The contractor accelerated drying time using heaters in combination with dehumidifiers. However, care was taken not to over-dry the concrete in the process of combining the technologies. The moisture content of the concrete was measured throughout the tank using the equilibrium moisture content method.
By quantifying and monitoring the concrete moisture content continuously, the drying process could be tracked section by section. Dry air and heaters were repositioned often because parts of each tank dried more quickly than others. This technique allowed the use of smaller, more cost-effective dehumidification equipment than had been used in the past for concrete drying.

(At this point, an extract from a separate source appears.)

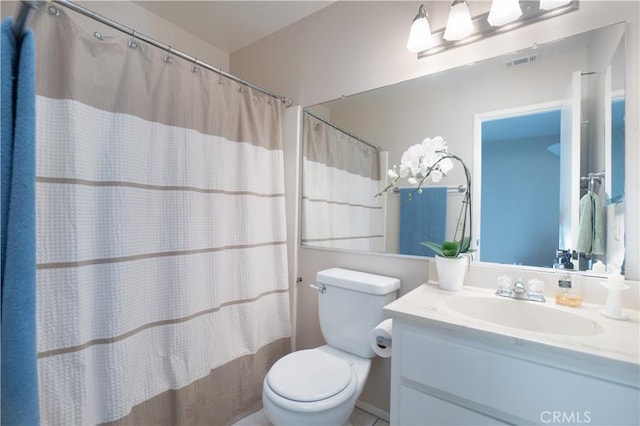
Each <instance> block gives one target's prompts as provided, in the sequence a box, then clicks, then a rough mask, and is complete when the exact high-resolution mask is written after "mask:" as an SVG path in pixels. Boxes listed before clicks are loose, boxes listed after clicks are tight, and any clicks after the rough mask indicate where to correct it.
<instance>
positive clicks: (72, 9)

After instruments read 75% RH in all the holes drilled for moisture measurement (about 5% moisture in the concrete), the coatings were applied. Desiccant dehumidifiers were then used to keep the dew point 20 degrees below the surface temperature, while each layer cured. Without that level of dryness, atmospheric humidity can exacerbate the coating’s reaction with CO2 to form the familiar amine “blush” that interferes with adhesion.
As cleaning, blasting, and coating operations moved from tank to tank, humidity control requirements changed. Polygon’s flex approach recognized this reality, helping to keep costs down without risking coating quality. Steve Mainello explained: “Polygon would bring in additional equipment and accessories as we needed it and allow the equipment to go off-invoice when we finished with it, even if it was still on the site. That trusting attitude and fast response really helped the job go easily. I could always count on Polygon— they were always there when I needed them. Our overhead on this job was $5,000 per day, and the project lasted about seven months. Polygon’s reliability has saved us at least a week over those months, which means we’ve saved tens of thousands of dollars.”
Fast Drying of Concrete
Excess moisture was removed from the 130,000-cu. ft. concrete tank in less than three weeks. The smaller pretreatment tanks were dried in four to six days. Fast concrete drying keeps projects on schedule, ensuring profits for the contractor and improving job quality for the owner.
High-Quality Coating Adhesion
With no excess moisture in the concrete, the primer adhered firmly to the tank surface, so the primary mechanism for lining failure was held in check.
Flexibility to Fit the Need
Polygon made sure the right equipment was always ready. Extensive inventory and the ability to modify equipment made sure that the job could proceed under humidity control despite the unusual site limitations.